AppsFlyer, this week, released new data highlighting trends that have shaped the app market in Sub-Saharan Africa since the beginning of 2020.
Compelled to stay indoors as a result of the Covid-19 pandemic, more people had to use their mobile devices for extended periods. A report from App Annie, an analytics platform, showed that in April 2020, people were spending over a quarter of their waking hours (4.3 hrs) on their mobile device. That figure was a 32% increase from Rescuetime's submission of 3.25 hrs per user in 2019.
The spike in time spent on mobile devices coupled with more aggressive marketing from app developers led to an increase in app downloads globally and in Sub-Saharan Africa. AppsFlyer, the global attribution leader, has been on hand to document it and share insights.
Analysing over 48 billion installs in over 30,000 apps with a minimum of 5,000 installs per month, AppsFlyer’s data showed 33% increase in app downloads globally. Across sub-Saharan Africa, data showed a 55% increase in the number of total app downloads in the region in 2020 compared to 2019.
In sub-Saharan Africa, key app trends throughout 2020 include:
- 93% growth in in-app purchases between April and May 2020 in South Africa, driven by strict COVID-19 lockdown measures and better access to online stores. This is compared to a 43% increase between September and November 2019
- Nigeria saw a 57% increase in organic app installs (44% in non-organic app installs) in 2020 vs 2019.
- The average number of purchases per user in South Africa in general retail apps increased by around 20% between March and April
- An analysis of 27 billion app installs across 495 media networks and 14,000 apps revealed that Google was the best platform for driving performance for app marketers in Africa, while Facebook was the best platform for remarketing across Africa and the Middle East.
- A platform breakdown showed Google dominated on Android thanks to its leap in developing countries where the operating system dominates, while Facebook controls much of iOS.

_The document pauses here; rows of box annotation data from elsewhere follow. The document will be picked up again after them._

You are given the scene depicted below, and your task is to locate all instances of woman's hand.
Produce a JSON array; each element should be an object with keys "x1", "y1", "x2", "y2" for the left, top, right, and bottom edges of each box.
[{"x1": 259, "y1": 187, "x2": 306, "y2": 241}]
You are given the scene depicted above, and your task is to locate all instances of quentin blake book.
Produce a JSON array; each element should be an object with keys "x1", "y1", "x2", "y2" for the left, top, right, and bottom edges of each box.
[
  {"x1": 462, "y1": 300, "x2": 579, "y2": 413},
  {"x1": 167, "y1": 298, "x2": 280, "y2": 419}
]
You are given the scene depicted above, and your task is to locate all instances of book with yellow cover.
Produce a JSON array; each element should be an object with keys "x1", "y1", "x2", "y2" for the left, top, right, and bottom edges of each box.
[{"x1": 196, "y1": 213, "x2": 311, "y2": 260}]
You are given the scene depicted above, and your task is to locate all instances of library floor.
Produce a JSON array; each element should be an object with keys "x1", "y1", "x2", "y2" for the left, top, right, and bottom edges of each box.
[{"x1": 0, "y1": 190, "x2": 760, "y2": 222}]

Globally, summary trends from 2020 show that:
- Mobile app marketers spent $74.6 billion globally in 2020 to drive users to install mobile apps - a 30% increase compared to 2019.
- The number of app downloads increased by 33% in 2020, up 25% compared to 2019. It’s clear that both pure consumer intent and marketing efforts contributed to this leap.
- Cost per install spiked 30% post-lockdown leading to higher spend despite drop in NOI (Non-organic install).
Education apps saw the highest increase in number of year-on-year NOIs, with 116% more installs than in 2019. Video players, social media and gaming apps also performed well on NOIs. Travel apps, unfortunately experiences negative growth for both organic and non-organic installs.
An analysis of 45 apps (mainly eCommerce, Finance, Media & Entertainment, and Food & Drink) found that the number of app installs with a preceding visit to the brand’s website has almost doubled this year. In fact, in almost 1 in 10 installs, the web was part of the user journey.
Also read: AppsFlyer receives funding from Salesforce to develop new products and hire more staff across EMEA
Reflecting on the app trends for the year, Daniel Junowicz, MD Latam & Africa, AppsFlyr, commented: “Africa’s mobile-first economy has been one of the key markets that has shifted quickly to digital in recent years. Brands here understand more than any other region that mobile needs to be at the forefront of their business activity. Looking ahead to 2021, the signs look positive for SMEs looking to acquire more customers through their mobile devices.
“2020 was a challenging year globally for all businesses but with more users seeking to conduct numerous activities on their mobile devices, marketers need to meet consumers where they are to drive sales and mimic the in-person experience as some physical activities increasingly become digital experiences.”